What do you think? I’d love to hear your comments or experiences in the area of outsourcing advanced subjects. Just click on the “Leave a Comment” link at the top of the post to share your ideas.
There’s a new article, Homeschooling Through High School: Conquer the Fear!, in the High School at Home section of my website.
I also posted a new article considering freelance writing as the perfect home business. You can read Should You Write Fiction or Non-Fiction? Seven Questions to Consider in the Home Business section of the website.
A Beat-the-Clock Essay Workshop will be held in Short Pump, VA on March 7. You will find details, and how to register, at www.EssayWorkshop.com.
Janice, Outsourcing is almost essential in my experience. No one can be everything for their students. A homeschooling mother that presumes she can teach everything her child needs is short-sighted, selfish and probably overly protective. Your CEO analogy was right on.
It’s still homeschooling even if most of my 15 & 17 yo subjects are taught by others. They are still home most of their time. And I’m picking their tutors, subjects and classes.

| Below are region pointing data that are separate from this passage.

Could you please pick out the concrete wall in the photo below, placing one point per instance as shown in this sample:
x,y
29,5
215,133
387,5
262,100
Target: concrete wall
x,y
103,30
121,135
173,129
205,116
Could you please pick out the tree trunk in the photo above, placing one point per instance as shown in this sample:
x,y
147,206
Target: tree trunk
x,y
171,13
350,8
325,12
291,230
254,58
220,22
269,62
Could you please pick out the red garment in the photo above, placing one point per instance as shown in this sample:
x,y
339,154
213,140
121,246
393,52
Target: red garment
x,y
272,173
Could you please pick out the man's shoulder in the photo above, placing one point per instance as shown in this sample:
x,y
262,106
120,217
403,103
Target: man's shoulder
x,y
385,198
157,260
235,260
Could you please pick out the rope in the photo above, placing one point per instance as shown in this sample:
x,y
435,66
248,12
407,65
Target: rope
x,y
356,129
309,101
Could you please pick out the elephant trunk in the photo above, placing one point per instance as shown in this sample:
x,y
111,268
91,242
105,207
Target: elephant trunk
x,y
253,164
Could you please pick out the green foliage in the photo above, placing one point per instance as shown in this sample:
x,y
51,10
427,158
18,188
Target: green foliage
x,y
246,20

For us, home education meant I taught every subject through elementary and junior high. High school has been more intimidating, however. I simply don’t have time to teach all the elementary subjects to four students, care for a baby and preschooler *and* teach three different sciences and maths, plus writing, to my three high school students. What a blessing “outsourcing” has been for some of these more time-intensive classes!

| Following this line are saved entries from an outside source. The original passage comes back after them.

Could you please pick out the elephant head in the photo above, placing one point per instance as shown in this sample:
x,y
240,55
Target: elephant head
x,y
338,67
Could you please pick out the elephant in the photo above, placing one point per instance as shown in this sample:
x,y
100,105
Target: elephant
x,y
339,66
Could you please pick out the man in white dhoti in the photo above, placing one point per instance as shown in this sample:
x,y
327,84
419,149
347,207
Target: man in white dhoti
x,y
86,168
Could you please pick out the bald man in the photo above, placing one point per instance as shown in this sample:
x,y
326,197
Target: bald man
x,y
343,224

Hi, next year we start HighSchool with our last dd at home. Over the years we have done a very eclectic approach using CM methods, textbooks and video school. This year dd(13) did two highschool subjects via an non-interactive satelite hookup (BJLinc) through Bob Jones University Press. It has worked great for Algebra 1 and Spanish 2. The Math I can teach but for the Foreign Language it hase been a blessing to us and her. Dd is too young to send off to a college and she wants so to learn Spanish. She had to daily do her lessons, and keep up with her class load. I know without it she would not be as far as she is in Spanish. As for not being her teacher, I still am in control. You really can’t let go of all control, children need you for accountable, and for guidence to. Such as: dd was overwhelmed in homework this year, and she began to get lazy with her Spanish vocabulary. That prompted me to add vocabulary quizzes to each section. Before she takes a section quiz, she must get with me and I quiz her vocabulary, and I don’t even speak Spanish.

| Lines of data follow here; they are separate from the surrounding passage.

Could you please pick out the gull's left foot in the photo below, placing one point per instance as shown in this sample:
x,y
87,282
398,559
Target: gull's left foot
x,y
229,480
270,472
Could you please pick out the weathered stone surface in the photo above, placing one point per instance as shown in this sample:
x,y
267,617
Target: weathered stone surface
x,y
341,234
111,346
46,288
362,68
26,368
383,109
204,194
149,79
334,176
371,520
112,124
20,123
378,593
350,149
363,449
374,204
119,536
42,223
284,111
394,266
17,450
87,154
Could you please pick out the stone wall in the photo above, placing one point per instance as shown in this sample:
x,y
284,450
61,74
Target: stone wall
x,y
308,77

Another advantage is giving her an opportunity to see what a classroom situation can be like, affording her some skills for college. I know many parents do not like the extra expense of outsoucing, but why should we wait until college to put out the big bucks. Our children are worth it now, not just later.
I tend to ignore those who have a very narrow definition of homeschooling, one that amounts to “my way or the highway!”
I think that the real point of homeschooling is that we can tailor methods and instruction to the needs of our children, and give them much, much time. Time to think and contemplate the shapes of the clouds and the meaning of life. Time to get a sense of the past and their own future. And sometimes that future is not in line with out own talents and proclivities.
Therefore, our classrooms are not narrower than that of the schooled child, our classrooms are the world. To me, the creative use of what is already out there, in order to help our children explore beyond our own knowledge, and yet protect them from the regimentation and standardization of school, seems like a good bet for helping our older kids grow up strong in their own purposes.